Building blockchain Data Warehouse (part 2)

Saturday. February 11, 2023 - 12 mins

In the previous article, I introduced to you a design and installation of a Data Warehouse based on the Hadoop platform and some Opensource technologies, you can review here. In this article, I will use this DWH to apply to a specific problem of analyzing Blockchain data, you can try it in hear. Because the content of the article will focus on the data analysis system, I will not go too deep into Blockchain technology but will only present issues related to EVM Blockchain data to explain the design of the system.

EVM Blockchain Overview
Design Architecture
Scanner
Decoder
Spellbook
Visualization
Automation
Conclusion

I am currently consulting, designing and implementing data analysis infrastructure, Data Warehouse, Lakehouse for individuals and organizations in need. You can see and try a system I have built here. Please contact me via email: lakechain.nguyen@gmail.com. Thank you!

EVM Blockchain Overview

Bitcoin shows us that the first version of Blockchain is a decentralized ledger (you can review the article here), where all money transfer transactions are recorded. EVM Blockchain is the next generation of Blockchain, it includes a layer of chains that were born later since Ethereum was introduced, including many popular chains such as: Ethereum, Binance Smart Chain, Polygon… (you can see more in this list this). Ethereum has helped Blockchain become more flexible and versatile instead of just being able to perform money transfer transactions, I will summarize some new points of EVM Blockchain as follows:

Smart Contract: is a program that is located on the EVM Blockchain, similar to software located on a computer. Smart Contract will be activated when the user calls a function of it, at this time Smart Contract will execute that function exactly as it is programmed. Smart Contract is usually written in the language Sodility, below is a simple example:

// SPDX-License-Identifier: GPL-3.0
pragma solidity >=0.4.16 <0.9.0;

contract SimpleStorage {
    uint storedData;

    function set(uint x) public {
        storedData = x;
    }

    function get() public view returns (uint) {
        return storedData;
    }
}

Ethereum Virtual Machine (EVM): Is a virtual machine running on the nodes of the EVM Blockchain used to execute the functions of Smart Contracts.

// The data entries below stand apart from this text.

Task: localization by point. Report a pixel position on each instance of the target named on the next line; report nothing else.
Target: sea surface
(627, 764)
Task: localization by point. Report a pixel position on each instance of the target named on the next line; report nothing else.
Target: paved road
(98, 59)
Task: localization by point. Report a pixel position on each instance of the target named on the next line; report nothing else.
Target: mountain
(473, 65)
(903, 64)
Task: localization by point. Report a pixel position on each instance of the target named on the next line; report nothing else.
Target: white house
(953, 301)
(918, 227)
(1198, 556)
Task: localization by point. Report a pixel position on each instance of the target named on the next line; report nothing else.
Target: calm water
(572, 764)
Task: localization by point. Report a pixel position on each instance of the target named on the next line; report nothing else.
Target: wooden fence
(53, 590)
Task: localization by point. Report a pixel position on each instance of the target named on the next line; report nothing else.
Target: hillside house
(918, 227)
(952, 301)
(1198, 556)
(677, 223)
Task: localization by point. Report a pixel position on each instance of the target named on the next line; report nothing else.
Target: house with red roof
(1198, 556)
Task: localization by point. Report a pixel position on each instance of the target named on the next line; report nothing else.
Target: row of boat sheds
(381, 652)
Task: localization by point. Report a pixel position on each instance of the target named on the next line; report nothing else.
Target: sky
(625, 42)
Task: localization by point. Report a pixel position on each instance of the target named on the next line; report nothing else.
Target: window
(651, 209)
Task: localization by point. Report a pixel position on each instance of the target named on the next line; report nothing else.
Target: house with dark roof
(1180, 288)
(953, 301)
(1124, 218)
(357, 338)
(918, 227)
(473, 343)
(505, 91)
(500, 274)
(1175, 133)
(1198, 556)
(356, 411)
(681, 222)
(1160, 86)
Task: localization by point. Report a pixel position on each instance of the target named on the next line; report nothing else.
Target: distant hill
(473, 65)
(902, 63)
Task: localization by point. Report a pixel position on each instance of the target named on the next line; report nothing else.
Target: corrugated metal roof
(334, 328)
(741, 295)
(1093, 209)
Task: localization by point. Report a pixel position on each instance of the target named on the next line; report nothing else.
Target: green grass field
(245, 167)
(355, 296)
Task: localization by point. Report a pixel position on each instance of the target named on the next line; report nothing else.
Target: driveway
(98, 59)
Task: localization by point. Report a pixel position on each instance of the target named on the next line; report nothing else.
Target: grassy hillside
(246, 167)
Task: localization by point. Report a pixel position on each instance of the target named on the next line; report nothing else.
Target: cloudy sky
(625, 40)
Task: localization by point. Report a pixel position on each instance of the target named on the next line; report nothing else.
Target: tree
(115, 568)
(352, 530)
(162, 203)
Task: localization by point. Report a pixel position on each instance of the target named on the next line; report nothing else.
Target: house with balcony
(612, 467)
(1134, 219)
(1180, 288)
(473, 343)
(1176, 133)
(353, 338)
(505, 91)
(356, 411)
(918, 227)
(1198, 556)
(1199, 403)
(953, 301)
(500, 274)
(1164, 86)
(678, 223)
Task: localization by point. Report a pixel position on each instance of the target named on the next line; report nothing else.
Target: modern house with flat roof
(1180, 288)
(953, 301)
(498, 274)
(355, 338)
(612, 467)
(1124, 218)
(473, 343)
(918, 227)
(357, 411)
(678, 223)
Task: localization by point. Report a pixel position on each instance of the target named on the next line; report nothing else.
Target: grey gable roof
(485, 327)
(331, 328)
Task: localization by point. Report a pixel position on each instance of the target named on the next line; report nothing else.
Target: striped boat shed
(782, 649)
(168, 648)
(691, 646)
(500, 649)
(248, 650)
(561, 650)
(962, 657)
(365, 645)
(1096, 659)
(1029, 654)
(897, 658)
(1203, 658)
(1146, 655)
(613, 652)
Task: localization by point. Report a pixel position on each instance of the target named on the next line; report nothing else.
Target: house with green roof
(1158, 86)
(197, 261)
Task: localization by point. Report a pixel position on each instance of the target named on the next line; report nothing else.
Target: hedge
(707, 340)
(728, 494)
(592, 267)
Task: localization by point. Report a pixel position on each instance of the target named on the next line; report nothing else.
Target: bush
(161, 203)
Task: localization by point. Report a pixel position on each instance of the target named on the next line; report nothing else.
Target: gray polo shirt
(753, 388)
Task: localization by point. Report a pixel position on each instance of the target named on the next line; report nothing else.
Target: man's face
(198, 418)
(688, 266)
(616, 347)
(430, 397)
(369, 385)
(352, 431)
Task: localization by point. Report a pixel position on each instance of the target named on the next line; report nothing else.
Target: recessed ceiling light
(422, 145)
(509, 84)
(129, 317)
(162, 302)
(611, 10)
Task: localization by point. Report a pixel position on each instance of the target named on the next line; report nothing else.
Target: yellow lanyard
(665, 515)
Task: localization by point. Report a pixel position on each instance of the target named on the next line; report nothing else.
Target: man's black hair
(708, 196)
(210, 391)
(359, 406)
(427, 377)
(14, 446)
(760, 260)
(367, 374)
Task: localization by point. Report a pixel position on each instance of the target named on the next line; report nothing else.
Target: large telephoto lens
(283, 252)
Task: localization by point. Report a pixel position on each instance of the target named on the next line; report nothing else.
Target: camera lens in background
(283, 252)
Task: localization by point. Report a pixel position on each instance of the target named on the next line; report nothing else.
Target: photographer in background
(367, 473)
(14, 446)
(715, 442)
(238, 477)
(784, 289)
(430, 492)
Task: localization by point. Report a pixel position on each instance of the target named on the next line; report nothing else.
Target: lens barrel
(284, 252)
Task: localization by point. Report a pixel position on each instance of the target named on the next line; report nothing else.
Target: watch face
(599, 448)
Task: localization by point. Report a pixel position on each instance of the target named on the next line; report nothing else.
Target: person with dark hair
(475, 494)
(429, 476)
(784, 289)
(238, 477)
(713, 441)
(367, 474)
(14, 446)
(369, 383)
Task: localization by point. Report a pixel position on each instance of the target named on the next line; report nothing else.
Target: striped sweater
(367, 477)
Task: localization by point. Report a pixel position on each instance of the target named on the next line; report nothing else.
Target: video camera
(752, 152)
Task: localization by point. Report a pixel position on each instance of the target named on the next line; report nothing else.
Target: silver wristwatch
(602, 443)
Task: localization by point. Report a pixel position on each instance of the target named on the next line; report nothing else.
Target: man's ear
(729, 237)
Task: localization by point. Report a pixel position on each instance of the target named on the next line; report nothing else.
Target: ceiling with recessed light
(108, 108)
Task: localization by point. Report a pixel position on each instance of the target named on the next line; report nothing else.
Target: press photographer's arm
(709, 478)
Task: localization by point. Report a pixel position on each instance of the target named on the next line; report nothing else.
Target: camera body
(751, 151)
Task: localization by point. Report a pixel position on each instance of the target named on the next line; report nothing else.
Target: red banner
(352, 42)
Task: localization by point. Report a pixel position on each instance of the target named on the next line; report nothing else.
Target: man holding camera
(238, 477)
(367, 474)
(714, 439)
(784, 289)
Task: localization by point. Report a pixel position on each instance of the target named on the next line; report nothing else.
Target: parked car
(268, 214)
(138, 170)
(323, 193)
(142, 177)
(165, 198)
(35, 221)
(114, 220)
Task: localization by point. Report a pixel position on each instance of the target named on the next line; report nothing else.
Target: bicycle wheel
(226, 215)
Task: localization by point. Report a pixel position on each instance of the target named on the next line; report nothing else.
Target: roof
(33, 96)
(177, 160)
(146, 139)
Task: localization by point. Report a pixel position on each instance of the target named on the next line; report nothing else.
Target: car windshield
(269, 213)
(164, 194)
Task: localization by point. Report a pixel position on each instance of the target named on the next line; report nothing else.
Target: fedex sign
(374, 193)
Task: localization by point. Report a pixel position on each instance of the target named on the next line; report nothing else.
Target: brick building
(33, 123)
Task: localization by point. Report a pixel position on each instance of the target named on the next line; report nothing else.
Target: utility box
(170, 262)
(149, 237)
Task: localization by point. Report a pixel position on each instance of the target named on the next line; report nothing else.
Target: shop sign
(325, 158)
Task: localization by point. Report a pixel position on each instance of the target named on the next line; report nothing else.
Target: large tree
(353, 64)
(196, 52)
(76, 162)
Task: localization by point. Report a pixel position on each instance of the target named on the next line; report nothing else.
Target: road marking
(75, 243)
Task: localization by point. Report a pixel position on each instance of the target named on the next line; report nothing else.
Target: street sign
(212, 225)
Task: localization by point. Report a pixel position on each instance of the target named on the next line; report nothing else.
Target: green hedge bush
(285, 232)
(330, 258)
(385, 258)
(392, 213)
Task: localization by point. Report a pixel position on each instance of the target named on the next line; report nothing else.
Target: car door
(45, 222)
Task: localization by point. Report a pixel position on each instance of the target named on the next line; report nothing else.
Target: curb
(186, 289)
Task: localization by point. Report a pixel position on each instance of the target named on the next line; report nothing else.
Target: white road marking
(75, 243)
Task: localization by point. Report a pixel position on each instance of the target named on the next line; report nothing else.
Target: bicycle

Native cryptocurrency: Is the main currency on each chain, for example on Ethereum it is Ether (ETH), Binance Smart Chain is Binance (BNB). Native cryptocurrency is created according to the mechanism of each different chain, and is used to pay transaction fees on that chain.

Transaction: When a user transfers money, deploys a contract (puts a new contract on the blockchain) or performs a function of a Smart Contract, a transaction will be created.

Gas: Is a unit to measure the computational volume of the EVM when performing a transaction. To perform a transaction, the user must pay a gas fee to the network.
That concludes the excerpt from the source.